Da circa un mese i malati di epatite C hanno ricevuto una grande notizia: l’azienda Gilead ha lanciato un nuovo farmaco in compresse, il sofosbuvir, in grado di debellare il virus dell’epatite C in 12 settimane. L’AIFA, l’Agenzia Ministeriale del Farmaco, ha diffuso la notizia che dopo una lunga ed estenuante trattativa, era finalmente riuscita a strappare alla ditta americana un prezzo adeguato per permettere la cura per molti malati di epatite C.
Il problema principale di questa cura, infatti, è l’enorme costo che essa ha e che non permetterebbe a tutti i malati di usufruirne a carico dello Stato. Solo il 10% dei circa 300 mila malati italiani avrebbero accesso alla rimborsabilità del farmaco e sarebbero stati scelti i più gravi, quelli affetti, cioè da cirrosi epatica, con infezione da HIV, carcinoma epatico e in attesa di trapianto di fegato.
Il costo vivo della cura è di 68 mila euro per l’intero ciclo di terapia ed è possibile trovare il farmaco già da ora nelle farmacie del Vaticano e di San Marino.
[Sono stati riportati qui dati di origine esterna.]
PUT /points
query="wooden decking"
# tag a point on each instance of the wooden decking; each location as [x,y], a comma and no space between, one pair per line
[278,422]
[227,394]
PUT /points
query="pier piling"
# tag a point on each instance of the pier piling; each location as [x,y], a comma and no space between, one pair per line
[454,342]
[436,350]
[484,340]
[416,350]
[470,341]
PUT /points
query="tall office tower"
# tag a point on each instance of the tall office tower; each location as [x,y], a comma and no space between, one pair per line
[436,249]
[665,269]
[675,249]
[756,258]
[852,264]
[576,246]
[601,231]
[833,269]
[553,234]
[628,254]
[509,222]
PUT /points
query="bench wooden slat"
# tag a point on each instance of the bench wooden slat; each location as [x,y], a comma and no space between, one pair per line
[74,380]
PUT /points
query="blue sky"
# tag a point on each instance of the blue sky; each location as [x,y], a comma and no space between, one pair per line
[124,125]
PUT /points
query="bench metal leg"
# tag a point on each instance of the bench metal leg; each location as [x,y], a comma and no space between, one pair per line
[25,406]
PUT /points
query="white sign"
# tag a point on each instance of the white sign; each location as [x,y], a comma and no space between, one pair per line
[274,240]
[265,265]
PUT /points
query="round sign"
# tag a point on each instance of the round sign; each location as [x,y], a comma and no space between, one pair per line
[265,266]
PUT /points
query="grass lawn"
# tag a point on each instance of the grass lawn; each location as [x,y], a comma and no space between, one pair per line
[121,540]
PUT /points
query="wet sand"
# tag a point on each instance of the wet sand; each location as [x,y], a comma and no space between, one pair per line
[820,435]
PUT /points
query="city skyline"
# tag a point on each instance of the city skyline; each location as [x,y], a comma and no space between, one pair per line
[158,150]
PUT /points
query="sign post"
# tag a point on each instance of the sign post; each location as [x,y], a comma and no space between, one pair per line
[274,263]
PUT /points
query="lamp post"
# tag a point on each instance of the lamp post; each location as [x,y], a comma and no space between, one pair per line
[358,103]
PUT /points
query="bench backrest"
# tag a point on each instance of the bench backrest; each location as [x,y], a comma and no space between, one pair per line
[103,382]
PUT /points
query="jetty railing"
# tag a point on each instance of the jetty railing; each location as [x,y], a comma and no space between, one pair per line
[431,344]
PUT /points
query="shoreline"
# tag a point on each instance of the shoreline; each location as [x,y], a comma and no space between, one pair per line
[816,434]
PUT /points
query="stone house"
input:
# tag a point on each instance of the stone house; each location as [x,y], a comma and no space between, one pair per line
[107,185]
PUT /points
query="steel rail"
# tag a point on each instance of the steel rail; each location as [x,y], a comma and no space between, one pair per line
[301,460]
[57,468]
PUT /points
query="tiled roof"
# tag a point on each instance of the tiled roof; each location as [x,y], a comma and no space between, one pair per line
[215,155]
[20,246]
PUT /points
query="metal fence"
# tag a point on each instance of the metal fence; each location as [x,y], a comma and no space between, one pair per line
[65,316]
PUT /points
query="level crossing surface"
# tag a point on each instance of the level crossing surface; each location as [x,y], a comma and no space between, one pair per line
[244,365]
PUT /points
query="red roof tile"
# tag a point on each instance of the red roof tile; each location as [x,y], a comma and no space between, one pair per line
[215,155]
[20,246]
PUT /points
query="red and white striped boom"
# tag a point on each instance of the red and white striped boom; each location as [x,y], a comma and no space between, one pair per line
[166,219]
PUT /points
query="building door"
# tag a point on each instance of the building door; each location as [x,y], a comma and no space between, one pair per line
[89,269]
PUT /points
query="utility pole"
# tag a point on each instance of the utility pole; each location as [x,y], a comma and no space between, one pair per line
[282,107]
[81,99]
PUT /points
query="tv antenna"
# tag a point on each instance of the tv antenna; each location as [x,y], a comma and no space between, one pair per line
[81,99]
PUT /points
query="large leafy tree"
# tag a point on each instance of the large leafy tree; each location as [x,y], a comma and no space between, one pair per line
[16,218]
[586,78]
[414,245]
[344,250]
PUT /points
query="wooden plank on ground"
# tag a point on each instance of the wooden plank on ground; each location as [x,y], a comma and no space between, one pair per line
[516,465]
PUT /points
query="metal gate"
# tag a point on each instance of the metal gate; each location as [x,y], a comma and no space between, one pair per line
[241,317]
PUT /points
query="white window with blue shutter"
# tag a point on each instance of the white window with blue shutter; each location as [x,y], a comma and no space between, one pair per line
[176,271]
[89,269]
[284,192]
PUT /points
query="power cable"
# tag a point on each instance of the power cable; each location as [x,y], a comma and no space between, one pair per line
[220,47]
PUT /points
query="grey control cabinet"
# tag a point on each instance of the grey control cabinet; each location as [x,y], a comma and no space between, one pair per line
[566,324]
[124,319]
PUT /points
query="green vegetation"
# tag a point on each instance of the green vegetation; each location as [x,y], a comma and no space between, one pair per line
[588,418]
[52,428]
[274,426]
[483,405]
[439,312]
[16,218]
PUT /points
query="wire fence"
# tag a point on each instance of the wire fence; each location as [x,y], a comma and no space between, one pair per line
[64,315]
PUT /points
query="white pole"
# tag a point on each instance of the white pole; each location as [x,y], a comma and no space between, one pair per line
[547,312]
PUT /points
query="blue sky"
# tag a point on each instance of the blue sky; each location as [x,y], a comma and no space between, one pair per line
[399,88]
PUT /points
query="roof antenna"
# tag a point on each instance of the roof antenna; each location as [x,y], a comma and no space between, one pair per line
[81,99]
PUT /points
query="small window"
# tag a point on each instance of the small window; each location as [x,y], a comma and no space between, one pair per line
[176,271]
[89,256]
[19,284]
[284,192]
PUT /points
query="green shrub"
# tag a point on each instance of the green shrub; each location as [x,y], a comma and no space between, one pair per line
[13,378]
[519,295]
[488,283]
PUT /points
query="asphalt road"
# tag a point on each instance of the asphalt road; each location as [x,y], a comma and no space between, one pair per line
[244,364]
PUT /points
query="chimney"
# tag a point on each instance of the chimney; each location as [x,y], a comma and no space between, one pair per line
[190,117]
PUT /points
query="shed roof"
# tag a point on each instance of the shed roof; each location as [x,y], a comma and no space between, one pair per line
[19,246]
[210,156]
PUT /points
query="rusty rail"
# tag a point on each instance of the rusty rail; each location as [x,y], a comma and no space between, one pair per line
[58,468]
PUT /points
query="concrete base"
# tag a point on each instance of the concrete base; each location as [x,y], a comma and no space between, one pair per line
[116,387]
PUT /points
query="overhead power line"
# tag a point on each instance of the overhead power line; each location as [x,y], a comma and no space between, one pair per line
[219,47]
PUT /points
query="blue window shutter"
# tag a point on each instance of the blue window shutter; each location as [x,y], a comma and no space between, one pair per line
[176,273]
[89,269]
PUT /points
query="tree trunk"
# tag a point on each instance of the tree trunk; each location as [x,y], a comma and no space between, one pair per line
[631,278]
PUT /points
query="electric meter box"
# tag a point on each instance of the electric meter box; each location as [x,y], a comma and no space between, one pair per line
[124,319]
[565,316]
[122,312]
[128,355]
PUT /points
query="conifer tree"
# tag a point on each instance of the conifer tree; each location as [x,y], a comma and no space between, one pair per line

Il prezzo strappato dall’AIFA alla Gilead, invece, sarebbe di 37 mila euro, ma anche così non sembra possibile stanziare un fondo ad hoc per finanziare la cura in Italia.
Ed ecco che la rimborsabilità del farmaco diventa una chimera per tutti quei pazienti ammalati di epatite C che speravano in una nuova prospettiva di vita; il Ministero dell’Economia non sembra intenzionato a stanziare i fondi necessari, mentre le regioni temono che costi così alti sfondino i tetti di spesa previsti per la farmaceutica territoriale e che le industrie farmaceutiche, che generalmente sono deputate a contenere i costi per rimanere al di sotto di tale tetto, migrino in massa all’estero. A questo proposito, il ministro della Salute Lorenzin dichiara: “Il Piano nazionale contro le epatiti virali è pronto e stiamo ora cercando di mettere una cifra economica per l’eradicazione del virus”.
La soluzione al momento non si prospetta semplice e i malati, sempre più ansiosi di avere novità positive, attendono invano. Solo qualche fortunato (e ricco) paziente ha potuto cominciare la cura o perché si è recato all’estero o perché ha sborsato i famigerati 68 mila euro e ha acquistato il farmaco autonomamente.
Il Professor Mario Rizzetto, gastroenterologo all’Università di Torino, è esterrefatto: “A chi mi chiede le nuove cure non so cosa rispondere, se non di andare all’estero per acquistare il farmaco a proprie spese. E le assicuro che me ne vergogno“.